James Mead by James Mead

Monday Links - Week 224

The First Federated #Indieweb Comment Thread

Posting content on my own site (or using my preferred service) and having that content notify/appear on the site I’m mentioning is something I’ve been thinking about for years. Way back when, I even spent some time modifying the delicious firefox plugin to send trackbacks to the sites I was bookmarking. Hopefully I’ll find some time to add similar functionality to Roosmarks in the near future. CR

BERG - Week 408

In this week’s All Hands, we discussed Weeknotes. What are Weeknotes? Why do we do them,? Who reads them? Should they continue? Well, apparently Neil’s Mum reads them and this is as good a reason to continue as any, so here’s what’s happening this week…

Given some of our own internal discussions about the purpose of our weeknotes, it was interesting to read that others share some of our concerns, even if they don’t seem to have come to any real conclusions. JM

Improve Your Ruby Workflow by Integrating vim/tmux/pry

I’m still looking to improve my vim setup, particularly with regard to the efficient running of tests. And so I was intrigued to read about Nicolas Viennot’s approach which neatly side-steps the pre-loading problem solved by the likes of spork, zeus & spring.

Instead he adds pry commands to make it possible to run tests (amongst other things) from within an interactive ruby session. The video in his blog post is definitely a bit of an eye-opener in terms of developer productivity. I’m not yet convinced I want to go down exactly the same road, but it’s definitely given me some food for thought. JM

Iconic design through user needs

I liked this quote Mark Hurrell pulled out of an interview with Scott McGuire. It’s not that long, go and read it. If it sparks your interest the whole article is worth reading too. TW

Damn Excel! How the ‘most important software application of all time’ is ruining the world

I’m constantly amazed by how many business processes are entirely dependent on Microsoft Excel. Clearly it’s a very accessible piece of software, but its simplicity is deceptive and it’s incredibly easy to get in a real mess.

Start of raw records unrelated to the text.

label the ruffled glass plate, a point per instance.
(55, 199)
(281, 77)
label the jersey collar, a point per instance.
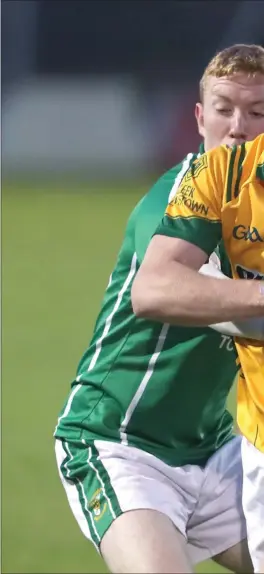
(201, 148)
(260, 167)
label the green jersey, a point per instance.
(154, 386)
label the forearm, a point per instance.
(177, 294)
(249, 328)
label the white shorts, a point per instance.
(253, 501)
(104, 479)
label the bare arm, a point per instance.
(168, 288)
(249, 328)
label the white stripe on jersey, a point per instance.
(110, 317)
(144, 382)
(68, 406)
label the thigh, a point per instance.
(104, 480)
(218, 522)
(253, 501)
(143, 541)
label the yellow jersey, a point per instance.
(222, 197)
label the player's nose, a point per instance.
(238, 131)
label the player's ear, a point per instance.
(199, 118)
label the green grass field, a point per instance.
(58, 247)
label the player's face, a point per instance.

I only recently became aware of the role of Excel (and copying & pasting!) in JPMorgan’s “London Whale” fiasco. Given the pervasiveness of Excel, I also found it sobering to read about the lack of accuracy of statistical procedures in Excel:

Excel 2007, like its predecessors, fails a standard set of intermediate-level accuracy tests in three areas: statistical distributions, random number generation, and estimation. Additional errors in specific Excel procedures are discussed. Microsoft’s continuing inability to correctly fix errors is discussed.